We derived the acute eGFR slope (from baseline to week 4), chronic slope (week 4 to month 12) and total slope using a spline mixed effects repeated measures model on the entire cohort and in the following baseline subgroups – eGFR <30, 30 to <45, ≥45 ml/min/1.73m2; A1, A2 and A3 albuminuria; glycated hemoglobin A1C <8%, ≥8 to <9%, ≥9%.

Results

Within the entire cohort of 10,574 participants, a placebo-adjusted acute decline in eGFR of -2.59 ml/min/1.73m2/year (95% CI -2.88, -2.30; p<0.0001) was observed. The chronic slope, measured after this acute decline, was 1.99 ml/min/1.73m2/year in favor of SOTA (95% CI 1.63, 2.34; p<0.0001). The total placebo-adjusted slope was -0.08 ml/min/1.73m2/year (95% CI -0.43, 0.27; p=0.67).

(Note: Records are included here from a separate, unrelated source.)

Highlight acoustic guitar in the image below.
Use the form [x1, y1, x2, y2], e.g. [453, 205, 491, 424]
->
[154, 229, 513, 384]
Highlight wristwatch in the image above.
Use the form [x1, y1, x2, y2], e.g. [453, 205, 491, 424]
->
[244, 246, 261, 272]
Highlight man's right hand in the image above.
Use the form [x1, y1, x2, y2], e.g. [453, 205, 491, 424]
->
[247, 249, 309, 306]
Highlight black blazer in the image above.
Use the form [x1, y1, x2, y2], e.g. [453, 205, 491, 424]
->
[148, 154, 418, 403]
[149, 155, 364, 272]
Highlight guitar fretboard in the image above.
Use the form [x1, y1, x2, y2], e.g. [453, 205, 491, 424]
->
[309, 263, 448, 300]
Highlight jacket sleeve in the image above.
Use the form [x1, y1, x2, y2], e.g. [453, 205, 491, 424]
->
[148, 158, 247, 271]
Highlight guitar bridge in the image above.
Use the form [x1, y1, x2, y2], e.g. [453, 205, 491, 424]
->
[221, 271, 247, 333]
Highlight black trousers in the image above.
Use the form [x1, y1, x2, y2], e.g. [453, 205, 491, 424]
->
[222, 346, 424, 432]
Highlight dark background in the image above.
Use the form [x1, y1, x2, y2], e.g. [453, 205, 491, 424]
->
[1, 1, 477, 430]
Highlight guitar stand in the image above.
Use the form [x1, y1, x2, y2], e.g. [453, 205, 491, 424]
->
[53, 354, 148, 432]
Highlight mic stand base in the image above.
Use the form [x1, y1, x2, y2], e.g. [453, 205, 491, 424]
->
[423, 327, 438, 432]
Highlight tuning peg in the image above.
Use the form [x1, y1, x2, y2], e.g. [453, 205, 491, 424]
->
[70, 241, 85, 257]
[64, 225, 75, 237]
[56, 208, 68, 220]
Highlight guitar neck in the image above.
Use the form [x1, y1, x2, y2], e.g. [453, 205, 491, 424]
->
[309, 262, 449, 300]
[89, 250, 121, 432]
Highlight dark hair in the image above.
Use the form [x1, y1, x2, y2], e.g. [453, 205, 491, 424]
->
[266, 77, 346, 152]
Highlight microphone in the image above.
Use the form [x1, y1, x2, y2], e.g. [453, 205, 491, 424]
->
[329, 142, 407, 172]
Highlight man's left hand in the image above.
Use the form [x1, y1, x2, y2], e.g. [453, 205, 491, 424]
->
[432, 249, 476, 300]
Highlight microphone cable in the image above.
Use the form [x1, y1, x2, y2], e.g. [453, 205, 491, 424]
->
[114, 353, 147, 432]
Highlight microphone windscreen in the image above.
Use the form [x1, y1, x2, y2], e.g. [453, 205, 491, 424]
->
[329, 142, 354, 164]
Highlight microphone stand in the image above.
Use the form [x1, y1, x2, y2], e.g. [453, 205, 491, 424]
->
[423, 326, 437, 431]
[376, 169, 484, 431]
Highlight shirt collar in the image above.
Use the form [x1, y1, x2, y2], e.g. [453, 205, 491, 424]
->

The magnitude of the acute decline attenuated across progressively lower eGFR subgroups (P-interaction =0.017). Effects on chronic slope were consistent across baseline eGFR and A1C subgroups (P-interaction=0.48 and 0.22). Compared to placebo, SOTA had a greater benefit on chronic slope with increasing baseline albuminuria (P-interaction=0.023)

Conclusion

In participants with DKD, treatment with SOTA conferred kidney protection across a spectrum of baseline kidney function and glycemic control. The magnitude of kidney protection was larger with increasing albuminuria.